Countries are struggling to meet their sustainability commitments. People are worried — time is not our friend. It’s as if the Coronavirus has swept the lid off a contemporary Pandora’s Box and out has poured the sickness, death and other evils which have blighted the world while we watch the horror unfold with horror and incredulity in real-time on our devices. The gap between the super-rich and everyone else yawns like a gaping chasm that can’t be bridged. Extreme weather events get more extreme. It seems as if we’re fiddling while the Outback burns.

We make pacts with our higher powers that the future will be better. That sustainability won’t be thrown out with the bathwater. We talk about “the new normal” as if it’s a point in time we are waiting to arrive at. But there’s no pre-ordination involved. The new normal is a blank canvas waiting for our artist’s brush. The only question is what do we paint? Will it be a beautiful harmonious landscape? A primal scream? A world where no-one is left behind?

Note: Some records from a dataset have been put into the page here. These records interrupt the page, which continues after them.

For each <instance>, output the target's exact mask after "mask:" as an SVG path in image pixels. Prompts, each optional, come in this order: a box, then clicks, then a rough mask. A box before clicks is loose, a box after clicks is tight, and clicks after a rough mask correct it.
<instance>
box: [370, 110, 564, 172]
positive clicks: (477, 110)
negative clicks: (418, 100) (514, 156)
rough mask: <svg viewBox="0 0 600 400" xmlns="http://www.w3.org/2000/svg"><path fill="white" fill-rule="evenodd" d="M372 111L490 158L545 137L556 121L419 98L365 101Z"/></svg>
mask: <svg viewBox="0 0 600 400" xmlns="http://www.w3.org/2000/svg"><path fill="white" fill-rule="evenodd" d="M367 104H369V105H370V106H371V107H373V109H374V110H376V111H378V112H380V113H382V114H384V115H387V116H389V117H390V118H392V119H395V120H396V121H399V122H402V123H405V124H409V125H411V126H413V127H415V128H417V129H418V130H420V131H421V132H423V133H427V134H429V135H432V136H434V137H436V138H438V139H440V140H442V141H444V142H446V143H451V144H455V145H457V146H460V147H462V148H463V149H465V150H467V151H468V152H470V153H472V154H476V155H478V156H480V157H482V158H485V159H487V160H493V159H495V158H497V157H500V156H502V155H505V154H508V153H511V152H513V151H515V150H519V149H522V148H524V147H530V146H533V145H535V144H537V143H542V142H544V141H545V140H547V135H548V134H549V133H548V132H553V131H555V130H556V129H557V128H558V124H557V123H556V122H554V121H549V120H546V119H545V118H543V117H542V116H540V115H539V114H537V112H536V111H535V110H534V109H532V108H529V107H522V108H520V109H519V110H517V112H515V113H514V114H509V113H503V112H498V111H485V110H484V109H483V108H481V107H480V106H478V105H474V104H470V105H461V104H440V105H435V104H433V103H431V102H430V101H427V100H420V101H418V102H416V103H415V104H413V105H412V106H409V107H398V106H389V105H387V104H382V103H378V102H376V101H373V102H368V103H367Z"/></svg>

I’m putting my money on the latter.

Crises serve up latitude to break moulds. To change the status quo. Shock allows for more shock. We’ve been through so much, what’s a little more if it turns this moment to benefit? As New York Times opinion writer Charlie Warzel put it, Right now, in the midst of a series of cascading, intersecting crises (racial and economic inequality, climate change, mass unemployment, a pandemic) what’s possible feels more of an open-question than any other moment in recent times.”

My sudden addiction to The Chase during Lockdown, did kick up a useful piece of trivia. Pandora’s Box didn’t only contain all the bad stuff. It also held Hope and we need Hope to soar around the world and work its magic. With hope loose in the world, I’m backing us humans to open our minds to the possible and make all the sacrifice mean something.